Aber wir reden nicht, sondern ihr Mund ist schon wieder auf meinem. Mit ihren kleinen Händen umfasst sie mein Gesicht und presst ihren Körper an mich.
Da draußen in der kalten Wüste gab es eine Zeit, in der ich sterben wollte, aber in diesem Moment fühle ich nichts als Leben. Wärme, Elektrisierung, Freude, Erfüllung. All das durch ihren Kuss, ihre Lippen auf meinem Mund, die ausdrücken, was sie gerade fühlt.
Anna zieht sich zurück, umfasst aber weiterhin meine Wangen und sieht mir direkt in die Augen. „An uns beiden ist nichts Falsches.“
Ich sage nichts.
„Gar nichts“, sagt sie, lässt mein Gesicht los und tritt einen Schritt zurück. „Aber wir haben beide zu viel getrunken, und ich will verdammt sein, wenn wir es darauf schieben müssten.“
„Anna“, sage ich, doch schließe schnell den Mund. Ich habe keine Ahnung, was zum Geier ich sagen soll.
„Gute Nacht, Malik“, sagt sie, greift an mir vorbei und öffnet die Tür.
Ich seufze, ziehe die Jacke an und trete in den Flur. Es fühlt sich an, als hätte ich alles verdorben, also betrachte ich sie noch einmal gründlich, weil es vielleicht das letzte Mal sein wird.
Anna lächelt, kommt an die Türschwelle und greift nach meiner Hand. Sie legt ihre warmen Finger um meine und drückt leicht zu. „Ich hoffe, du wirst mich wieder küssen, wenn ich nüchtern bin.
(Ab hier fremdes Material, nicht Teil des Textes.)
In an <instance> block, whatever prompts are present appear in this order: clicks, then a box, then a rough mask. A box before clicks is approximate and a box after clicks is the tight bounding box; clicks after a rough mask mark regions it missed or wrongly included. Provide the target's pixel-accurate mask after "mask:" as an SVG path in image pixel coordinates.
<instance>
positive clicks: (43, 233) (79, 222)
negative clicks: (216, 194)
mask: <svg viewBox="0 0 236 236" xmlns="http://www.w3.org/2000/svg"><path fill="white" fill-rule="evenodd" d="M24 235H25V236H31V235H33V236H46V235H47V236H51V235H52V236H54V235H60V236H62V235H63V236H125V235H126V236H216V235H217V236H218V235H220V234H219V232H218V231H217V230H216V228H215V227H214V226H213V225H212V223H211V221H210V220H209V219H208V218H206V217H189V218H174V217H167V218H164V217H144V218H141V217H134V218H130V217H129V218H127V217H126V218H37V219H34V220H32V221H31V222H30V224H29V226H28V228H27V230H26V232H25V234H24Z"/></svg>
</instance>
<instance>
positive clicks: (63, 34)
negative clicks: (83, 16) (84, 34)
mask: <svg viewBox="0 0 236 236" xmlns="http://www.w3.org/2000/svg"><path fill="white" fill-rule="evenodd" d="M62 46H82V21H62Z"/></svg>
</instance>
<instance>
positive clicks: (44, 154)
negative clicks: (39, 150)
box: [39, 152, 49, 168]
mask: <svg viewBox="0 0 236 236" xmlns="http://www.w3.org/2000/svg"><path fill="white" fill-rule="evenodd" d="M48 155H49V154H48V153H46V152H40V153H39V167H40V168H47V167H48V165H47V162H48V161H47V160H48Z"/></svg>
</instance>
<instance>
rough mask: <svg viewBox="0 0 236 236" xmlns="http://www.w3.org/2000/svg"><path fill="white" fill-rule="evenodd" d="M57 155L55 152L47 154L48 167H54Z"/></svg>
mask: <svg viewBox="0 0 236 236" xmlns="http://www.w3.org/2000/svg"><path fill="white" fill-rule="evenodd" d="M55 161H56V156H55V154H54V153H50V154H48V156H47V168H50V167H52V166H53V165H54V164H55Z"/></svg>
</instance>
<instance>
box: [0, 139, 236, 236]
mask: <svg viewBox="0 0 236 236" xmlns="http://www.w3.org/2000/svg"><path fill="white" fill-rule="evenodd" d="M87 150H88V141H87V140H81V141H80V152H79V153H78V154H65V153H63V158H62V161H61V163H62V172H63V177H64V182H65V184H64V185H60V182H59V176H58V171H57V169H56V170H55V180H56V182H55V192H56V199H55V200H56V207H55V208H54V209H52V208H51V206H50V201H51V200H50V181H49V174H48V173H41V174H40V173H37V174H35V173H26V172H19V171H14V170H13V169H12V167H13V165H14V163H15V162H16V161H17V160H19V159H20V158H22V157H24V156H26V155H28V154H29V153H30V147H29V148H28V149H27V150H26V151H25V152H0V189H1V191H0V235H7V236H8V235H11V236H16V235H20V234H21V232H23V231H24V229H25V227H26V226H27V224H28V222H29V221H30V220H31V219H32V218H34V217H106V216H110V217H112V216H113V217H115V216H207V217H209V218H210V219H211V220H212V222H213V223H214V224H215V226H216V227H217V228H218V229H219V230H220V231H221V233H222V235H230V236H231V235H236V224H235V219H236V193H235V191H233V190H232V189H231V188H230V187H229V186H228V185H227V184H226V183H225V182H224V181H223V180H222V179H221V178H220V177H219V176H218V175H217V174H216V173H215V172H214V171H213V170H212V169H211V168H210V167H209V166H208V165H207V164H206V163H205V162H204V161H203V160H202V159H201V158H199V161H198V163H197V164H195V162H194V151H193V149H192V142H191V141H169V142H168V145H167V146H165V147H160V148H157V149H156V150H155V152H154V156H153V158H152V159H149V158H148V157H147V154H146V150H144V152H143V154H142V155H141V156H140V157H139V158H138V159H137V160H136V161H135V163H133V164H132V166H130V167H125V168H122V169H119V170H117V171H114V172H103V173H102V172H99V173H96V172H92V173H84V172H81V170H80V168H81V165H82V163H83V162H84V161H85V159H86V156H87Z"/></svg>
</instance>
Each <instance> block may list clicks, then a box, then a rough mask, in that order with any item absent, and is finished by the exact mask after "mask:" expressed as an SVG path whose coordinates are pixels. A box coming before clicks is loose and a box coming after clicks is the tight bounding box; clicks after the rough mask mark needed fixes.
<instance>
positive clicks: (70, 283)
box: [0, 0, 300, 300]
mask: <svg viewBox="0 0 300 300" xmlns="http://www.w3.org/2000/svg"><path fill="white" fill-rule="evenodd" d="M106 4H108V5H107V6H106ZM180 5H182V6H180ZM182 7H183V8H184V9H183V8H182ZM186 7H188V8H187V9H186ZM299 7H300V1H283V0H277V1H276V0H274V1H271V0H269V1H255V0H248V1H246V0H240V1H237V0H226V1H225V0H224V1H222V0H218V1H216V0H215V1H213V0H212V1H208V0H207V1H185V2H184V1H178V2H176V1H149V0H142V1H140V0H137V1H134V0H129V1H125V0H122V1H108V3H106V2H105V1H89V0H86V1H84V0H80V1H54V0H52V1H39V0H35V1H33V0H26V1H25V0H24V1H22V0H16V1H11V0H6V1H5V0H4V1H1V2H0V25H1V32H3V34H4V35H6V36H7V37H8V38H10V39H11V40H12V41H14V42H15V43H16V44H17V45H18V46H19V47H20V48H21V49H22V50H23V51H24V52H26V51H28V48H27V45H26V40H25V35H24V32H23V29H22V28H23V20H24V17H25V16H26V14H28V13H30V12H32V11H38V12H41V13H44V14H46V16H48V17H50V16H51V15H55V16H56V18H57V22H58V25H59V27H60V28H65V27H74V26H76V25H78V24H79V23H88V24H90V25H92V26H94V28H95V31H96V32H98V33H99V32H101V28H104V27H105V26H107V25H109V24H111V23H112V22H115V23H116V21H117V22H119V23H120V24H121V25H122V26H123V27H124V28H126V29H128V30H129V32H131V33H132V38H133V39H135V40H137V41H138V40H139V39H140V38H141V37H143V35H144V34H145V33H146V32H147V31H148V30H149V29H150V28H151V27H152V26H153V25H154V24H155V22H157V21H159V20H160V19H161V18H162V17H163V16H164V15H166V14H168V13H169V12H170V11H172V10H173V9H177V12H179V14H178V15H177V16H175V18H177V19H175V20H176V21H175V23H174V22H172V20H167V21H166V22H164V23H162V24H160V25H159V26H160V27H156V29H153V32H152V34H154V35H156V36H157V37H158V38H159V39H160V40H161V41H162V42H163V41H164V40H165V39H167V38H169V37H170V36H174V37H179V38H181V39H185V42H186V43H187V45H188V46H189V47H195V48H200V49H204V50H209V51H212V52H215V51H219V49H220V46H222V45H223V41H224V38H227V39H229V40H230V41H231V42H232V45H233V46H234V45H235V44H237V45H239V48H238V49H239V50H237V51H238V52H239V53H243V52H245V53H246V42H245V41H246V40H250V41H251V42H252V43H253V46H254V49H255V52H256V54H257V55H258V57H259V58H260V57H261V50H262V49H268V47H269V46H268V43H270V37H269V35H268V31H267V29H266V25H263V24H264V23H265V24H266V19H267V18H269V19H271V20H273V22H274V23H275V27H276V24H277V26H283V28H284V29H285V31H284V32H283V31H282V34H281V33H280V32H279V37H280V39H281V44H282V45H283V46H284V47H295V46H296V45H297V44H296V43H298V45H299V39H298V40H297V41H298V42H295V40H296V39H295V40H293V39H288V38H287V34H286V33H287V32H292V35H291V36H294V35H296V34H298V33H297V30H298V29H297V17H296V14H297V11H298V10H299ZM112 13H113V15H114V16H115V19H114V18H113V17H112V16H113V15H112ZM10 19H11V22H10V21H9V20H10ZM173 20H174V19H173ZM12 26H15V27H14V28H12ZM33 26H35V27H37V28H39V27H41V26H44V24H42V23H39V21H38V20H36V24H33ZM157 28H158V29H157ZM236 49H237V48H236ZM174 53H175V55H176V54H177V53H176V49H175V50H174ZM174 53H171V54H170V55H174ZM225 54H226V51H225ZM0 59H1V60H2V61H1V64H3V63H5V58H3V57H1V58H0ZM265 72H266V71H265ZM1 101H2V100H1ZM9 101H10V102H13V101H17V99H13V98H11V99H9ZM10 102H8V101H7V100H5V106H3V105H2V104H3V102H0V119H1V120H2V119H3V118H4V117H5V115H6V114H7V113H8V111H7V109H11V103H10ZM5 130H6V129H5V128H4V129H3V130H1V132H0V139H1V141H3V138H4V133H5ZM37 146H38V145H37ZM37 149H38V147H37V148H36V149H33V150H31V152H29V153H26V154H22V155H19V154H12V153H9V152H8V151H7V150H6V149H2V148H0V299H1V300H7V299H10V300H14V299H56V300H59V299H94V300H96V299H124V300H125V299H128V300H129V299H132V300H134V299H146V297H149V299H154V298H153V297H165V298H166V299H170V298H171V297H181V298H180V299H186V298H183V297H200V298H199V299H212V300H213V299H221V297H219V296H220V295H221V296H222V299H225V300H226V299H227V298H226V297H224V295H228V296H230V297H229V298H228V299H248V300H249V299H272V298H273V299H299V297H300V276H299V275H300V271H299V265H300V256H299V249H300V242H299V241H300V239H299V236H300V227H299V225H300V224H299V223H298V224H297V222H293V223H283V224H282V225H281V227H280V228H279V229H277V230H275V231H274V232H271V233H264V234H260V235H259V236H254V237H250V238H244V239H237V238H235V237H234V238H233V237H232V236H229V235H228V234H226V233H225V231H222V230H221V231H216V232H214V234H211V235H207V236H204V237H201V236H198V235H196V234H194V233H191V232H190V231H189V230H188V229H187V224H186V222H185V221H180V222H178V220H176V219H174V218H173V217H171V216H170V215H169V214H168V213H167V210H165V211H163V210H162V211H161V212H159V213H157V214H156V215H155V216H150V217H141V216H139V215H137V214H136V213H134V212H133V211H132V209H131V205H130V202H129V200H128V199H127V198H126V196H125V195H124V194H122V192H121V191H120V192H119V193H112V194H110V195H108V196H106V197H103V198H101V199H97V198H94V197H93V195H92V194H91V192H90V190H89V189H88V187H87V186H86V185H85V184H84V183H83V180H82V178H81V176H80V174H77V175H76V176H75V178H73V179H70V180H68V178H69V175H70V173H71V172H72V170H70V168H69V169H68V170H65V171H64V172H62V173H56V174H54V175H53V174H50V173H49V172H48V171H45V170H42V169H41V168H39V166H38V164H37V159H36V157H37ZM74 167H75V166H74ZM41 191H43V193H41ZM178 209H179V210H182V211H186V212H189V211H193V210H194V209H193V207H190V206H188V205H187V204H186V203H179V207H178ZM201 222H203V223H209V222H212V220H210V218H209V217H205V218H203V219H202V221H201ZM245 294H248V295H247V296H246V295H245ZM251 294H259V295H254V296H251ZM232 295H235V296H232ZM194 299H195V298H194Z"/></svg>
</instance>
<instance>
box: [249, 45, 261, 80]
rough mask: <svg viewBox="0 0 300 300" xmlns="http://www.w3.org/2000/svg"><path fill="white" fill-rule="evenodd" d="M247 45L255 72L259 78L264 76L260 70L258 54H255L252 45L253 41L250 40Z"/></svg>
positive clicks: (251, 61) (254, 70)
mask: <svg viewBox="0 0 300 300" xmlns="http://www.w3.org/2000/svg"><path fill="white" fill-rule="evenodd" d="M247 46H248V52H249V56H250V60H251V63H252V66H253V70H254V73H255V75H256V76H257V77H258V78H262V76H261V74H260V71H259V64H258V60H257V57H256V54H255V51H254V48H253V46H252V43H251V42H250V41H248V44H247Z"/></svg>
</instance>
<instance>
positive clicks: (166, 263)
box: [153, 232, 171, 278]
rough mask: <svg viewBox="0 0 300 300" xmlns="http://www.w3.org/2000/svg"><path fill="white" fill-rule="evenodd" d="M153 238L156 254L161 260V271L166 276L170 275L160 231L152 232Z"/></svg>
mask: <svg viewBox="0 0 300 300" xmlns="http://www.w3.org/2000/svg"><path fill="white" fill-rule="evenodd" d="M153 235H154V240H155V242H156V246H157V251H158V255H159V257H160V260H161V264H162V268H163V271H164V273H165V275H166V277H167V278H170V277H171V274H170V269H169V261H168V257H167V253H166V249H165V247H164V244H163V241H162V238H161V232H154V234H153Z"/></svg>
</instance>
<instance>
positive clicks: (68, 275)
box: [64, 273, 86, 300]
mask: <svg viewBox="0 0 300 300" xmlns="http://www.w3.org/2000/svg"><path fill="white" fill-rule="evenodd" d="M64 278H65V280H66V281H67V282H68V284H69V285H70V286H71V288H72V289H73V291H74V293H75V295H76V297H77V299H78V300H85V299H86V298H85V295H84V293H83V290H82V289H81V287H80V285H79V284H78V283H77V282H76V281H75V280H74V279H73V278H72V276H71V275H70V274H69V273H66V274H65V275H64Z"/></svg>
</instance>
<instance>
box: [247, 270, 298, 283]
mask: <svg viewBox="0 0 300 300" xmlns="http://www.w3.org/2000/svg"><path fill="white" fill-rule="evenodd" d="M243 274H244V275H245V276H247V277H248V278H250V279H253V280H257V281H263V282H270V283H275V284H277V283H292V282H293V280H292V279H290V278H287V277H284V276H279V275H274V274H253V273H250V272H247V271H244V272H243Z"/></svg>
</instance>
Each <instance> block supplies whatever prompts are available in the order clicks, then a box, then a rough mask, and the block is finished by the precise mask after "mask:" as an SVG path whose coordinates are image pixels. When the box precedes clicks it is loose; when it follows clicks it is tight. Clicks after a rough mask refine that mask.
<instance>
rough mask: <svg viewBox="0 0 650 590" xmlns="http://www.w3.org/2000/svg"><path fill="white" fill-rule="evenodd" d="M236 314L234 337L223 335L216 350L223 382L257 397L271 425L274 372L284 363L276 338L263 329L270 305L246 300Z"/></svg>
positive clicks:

Und dann können wir darüber diskutieren, ob es richtig oder falsch ist.“
Schockiert blinzele ich, als ihre Worte einsinken und meine Gedanken zum Karussell machen.
Dann ist ihre Hand verschwunden und sie schließt die Tür vor meiner Nase.
Ich habe keine Ahnung, was zur Hölle soeben passiert ist.